Fu vera DAD? Al ministro Bianchi l’ardua sentenza

Il governo ha appena giurato, ma qualche polemica sul mondo della scuola già affiora all’orizzonte. In particolare, è molto discussa la questione del recupero del tempo scuola “perso”, mediante il prolungamento delle lezioni nelle ultime settimane di giugno, secondo una proposta attribuita al premier Mario Draghi, ma il cui vero autore potrebbe essere l’on. Fusacchia (Gruppo misto). Peraltro, ben prima della proposta che ha accompagnato la nascita del nuovo governo, la questione era stata posta sul sito condorcet.altervista.org, con un appello sottoscritto da molte personalità del mondo della politica, della cultura e dal segretario generale della UIL Scuola, Pino Turi.

Piuttosto diffuso nella scuola l’atteggiamento negativo verso questa indicazione, da parte di sindacati (almeno quelli i cui leader non hanno sottoscritto l’appello del sito Condorcet), docenti, ma anche studenti e famiglie. L’obiezione, sostanzialmente, è che affermare la necessità di prolungare il tempo scuola significa negare il valore di quanto sin qui messo in campo dalle scuole e dai docenti con la didattica a distanza (DAD). Come se tutte le scuole avessero potuto offrire lo stesso servizio. Non è così. Ad ogni modo i contrari dicono che le scuole non hanno mai chiuso, ma hanno continuato a funzionare grazie all’impegno personale dei tanti docenti che hanno dovuto imparare in fretta e furia a gestire gli strumenti della nuova didattica di emergenza, che, lungi dal richiedere un minor impegno professionale, lo hanno invece reso più cospicuo. Ma anche dal punto vista delle famiglie e degli studenti, almeno secondo quanto si è potuto ascoltare nella puntata del 10 febbraio della trasmissione radiofonica Tutta la città ne parla, la proposta non sembrerebbe incontrare largo favore. Al di là dei messaggi dei genitori, in genere critici, il rappresentante del sito studentesco Skuola.net, Daniele Grassucci, ha affermato che la proposta, apparentemente semplice, in realtà non tiene conto della variabilità individuale degli effetti del lockdown. A seconda dei contesti, la reazione dei singoli e gli effetti del retroterra culturale e sociale di ciascuno hanno dato luogo ad esiti differenziati, in modo che il puro e semplice prolungamento dell’anno scolastico sarebbe per alcuni un’inutile vessazione e, per altri, un rimedio insufficiente ai fini del recupero del ritardo accumulato.

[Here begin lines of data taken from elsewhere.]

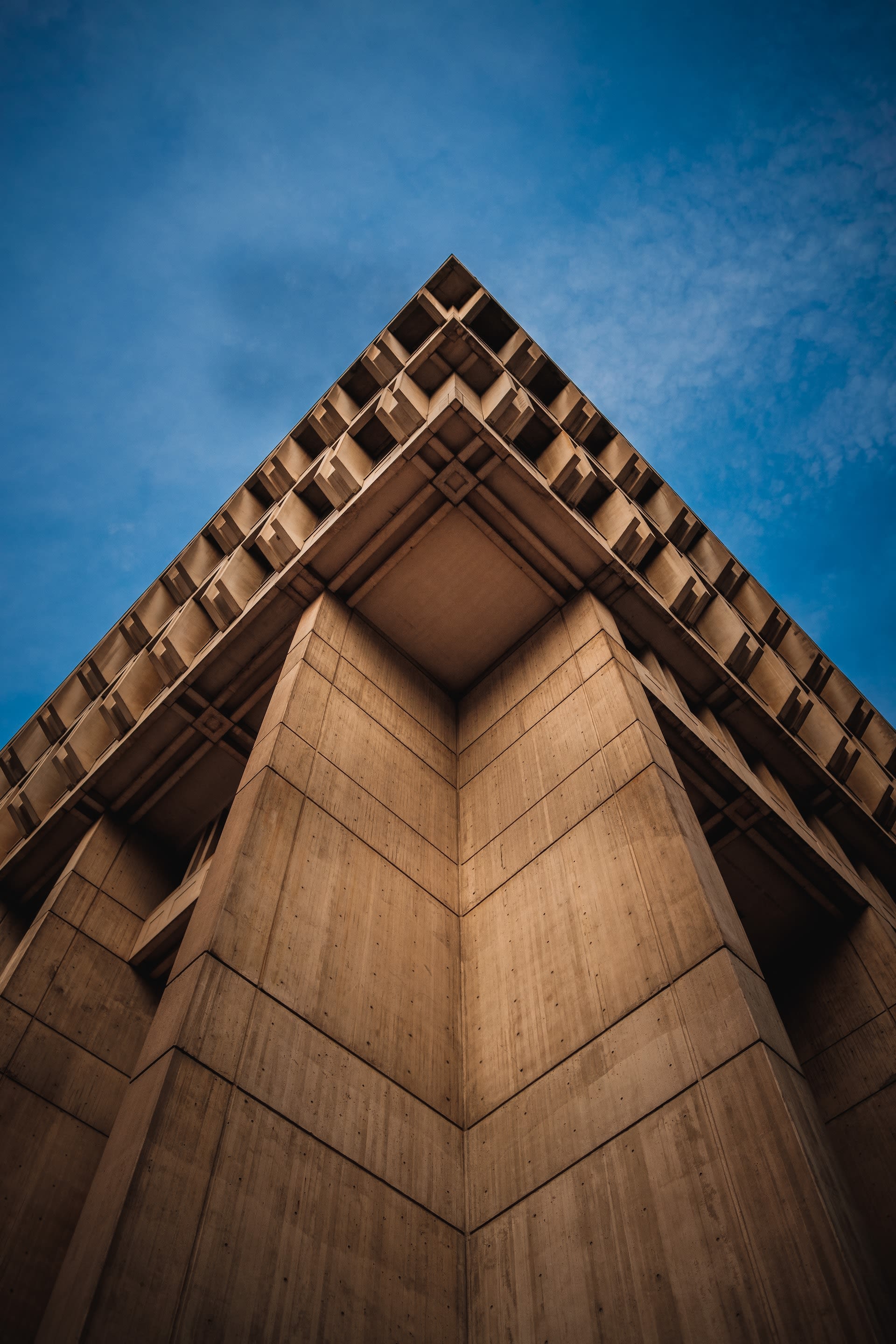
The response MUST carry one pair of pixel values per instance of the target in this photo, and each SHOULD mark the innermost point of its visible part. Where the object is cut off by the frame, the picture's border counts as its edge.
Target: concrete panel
(69, 1077)
(49, 1162)
(367, 956)
(512, 680)
(316, 1249)
(401, 680)
(236, 910)
(113, 926)
(555, 956)
(282, 752)
(519, 720)
(204, 1013)
(558, 812)
(520, 777)
(332, 1094)
(131, 1250)
(35, 961)
(100, 1003)
(638, 1242)
(727, 1007)
(864, 1140)
(800, 1250)
(371, 822)
(855, 1068)
(690, 902)
(383, 710)
(875, 941)
(404, 783)
(628, 1071)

Altra vittima sacrificale dell’emergenza sanitaria, in termini formativi, oltre le attività scolastiche non curriculari (dalle gite di istruzione ai cineforum, ai seminari, ecc.) è certamente quella vasta area di apprendimento extra scolastico, che tuttavia concorre in modo sostanziale allo sviluppo culturale, umano e persino professionale dei giovani: corsi di lingue presso istituti linguistici stranieri, attività teatrali e musicali, sport, e via enumerando. Tutti settori e interessi potenzialmente penalizzati dal prolungamento della didattica, come lo sarebbe, per gli studenti che hanno comunque tenuto il passo in questi mesi, la rinuncia all’otium estivo, nel senso latino del termine, ossia un periodo dedicato alle buone letture che si fanno in età adolescenziale, fondanti per lo sviluppo culturale e psicologico dei giovani, consigliate, e verificate a settembre, dai docenti di lettere, ma spesso anche frutto di propri autonomi interessi dei giovani.

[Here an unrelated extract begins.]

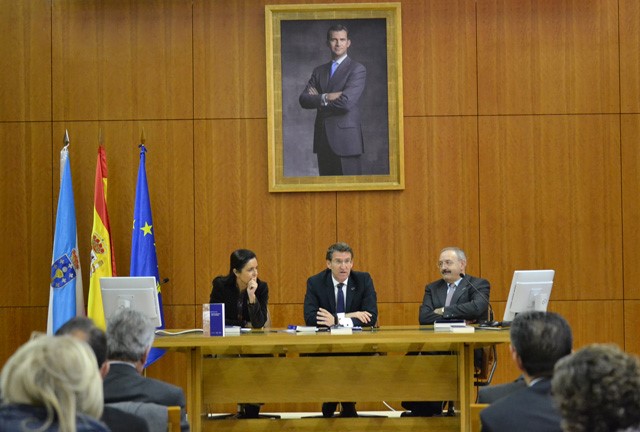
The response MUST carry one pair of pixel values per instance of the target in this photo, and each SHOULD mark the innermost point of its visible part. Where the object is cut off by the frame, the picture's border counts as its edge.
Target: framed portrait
(334, 97)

Non può, comunque, essere  sottovalutato che la didattica digitale, se non ha determinato, certo ha aggravato gli squilibri tra i giovani. Di qui, l’urgenza di un piano di recupero delle situazioni di svantaggio, che potrebbe, questo sì, impegnare tempo aggiuntivo, in coda all’anno scolastico, avendo alla base una motivazione forte e oggettiva. E’ importante ad ogni modo comprendere se e in che forma ci sia stato il recupero promesso dopo il primo lockdown, tramite i piani individualizzati previsti dall’ordinanza sulla valutazione del maggio scorso.